I hope you aren’t getting sick of me.

Not that I really give a flying fuck. Considerations aside, I’m writing.

It’s never easy.  One word at a time.

Fuck, the foul disgusting tasteless orange with rock hard pips  broke my tooth, fractured it and splinters are stabbing my gums.

I’m going to have to see a dentist now.

Nothing like a broken tooth that’s causing unnecessary pain to help you act upon it.

The pain killer cost me one dollar and fifty cents, my currency.

It was fucking cheap.

Eat first, said Kenny.

Eat what?

Just eat some bread, anything, so that the medicine doesn’t give you ulcers.

It wasn’t Tramadol, that stuff gets you high. It was something else, and it was oh so much more subtle.

Firstly, it killed the pain. Secondly, it got me off my fucking tits. I do wear a  training bra, don’t you know.

Kenny is my computer guy. He’s in the process of ordering me a battery for my Mac Air.

The ipad Mini is working. I got a new screen for it.

I missed my ipad. It’s always played  music so well.

Kenny recommends a dentist.

I’ve been walking all day and I have mother of rashes between my thighs.

But I’m going to see a dentist.

Shards of teeth are dangling and other shards are lancing my gum.

The dentist prods a bit, pulls out the teeth shrapnel.

Oh,  a cavity. I look up, the customer I saw waiting in the lounge area is inside the dental clinic. He’s acting as translator. His name is from an Arhurian legend.

It’s not Augusta. No, it’s not Thomas Aquanius. But man can he translate.

‘You  have cavity, blood flow in gums no good, she’ll do a root canal and a few more treatments.’

The dentist must have asked him to translate. So much for patient doctor confindentiality. But I’m not complaining.

The female dentist, Miss Nenneck, has pulled out a long nerve from my tooth – she even shows me, this is my own B grade movie. That’s what’s been causinig you pain, she said, through the ‘free’ translator.
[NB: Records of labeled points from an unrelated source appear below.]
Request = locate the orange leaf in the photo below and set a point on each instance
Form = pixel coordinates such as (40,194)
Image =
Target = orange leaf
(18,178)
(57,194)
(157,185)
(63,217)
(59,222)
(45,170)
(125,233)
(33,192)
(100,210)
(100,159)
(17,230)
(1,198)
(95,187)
Arthur, was that his name? Edward. Fuck, I can’t think. Man, those meds are kicking in.

She injected me with something. It had to be novacaine. I’m almost tap dancing, and ibu (auntie) the assistant, is decked in her hijab, and is  coughing and spluttering beside me, and the dentist has  one instrument pried against my lip. It fucking hurts.

‘Hay gentle on the pressure, love,’  I say. She eases up.

I’m tap dancing out of the clinic. The pain is gone and won’t come back.

There must be more trouble, I think I’ll follow it.

Ibraham, that’s his fucking name.

‘No, it’s Abraham,’ says the translator, who has entered my thoughts long after I’ve had my treatment, ‘like Abraham Lincoln, but close.’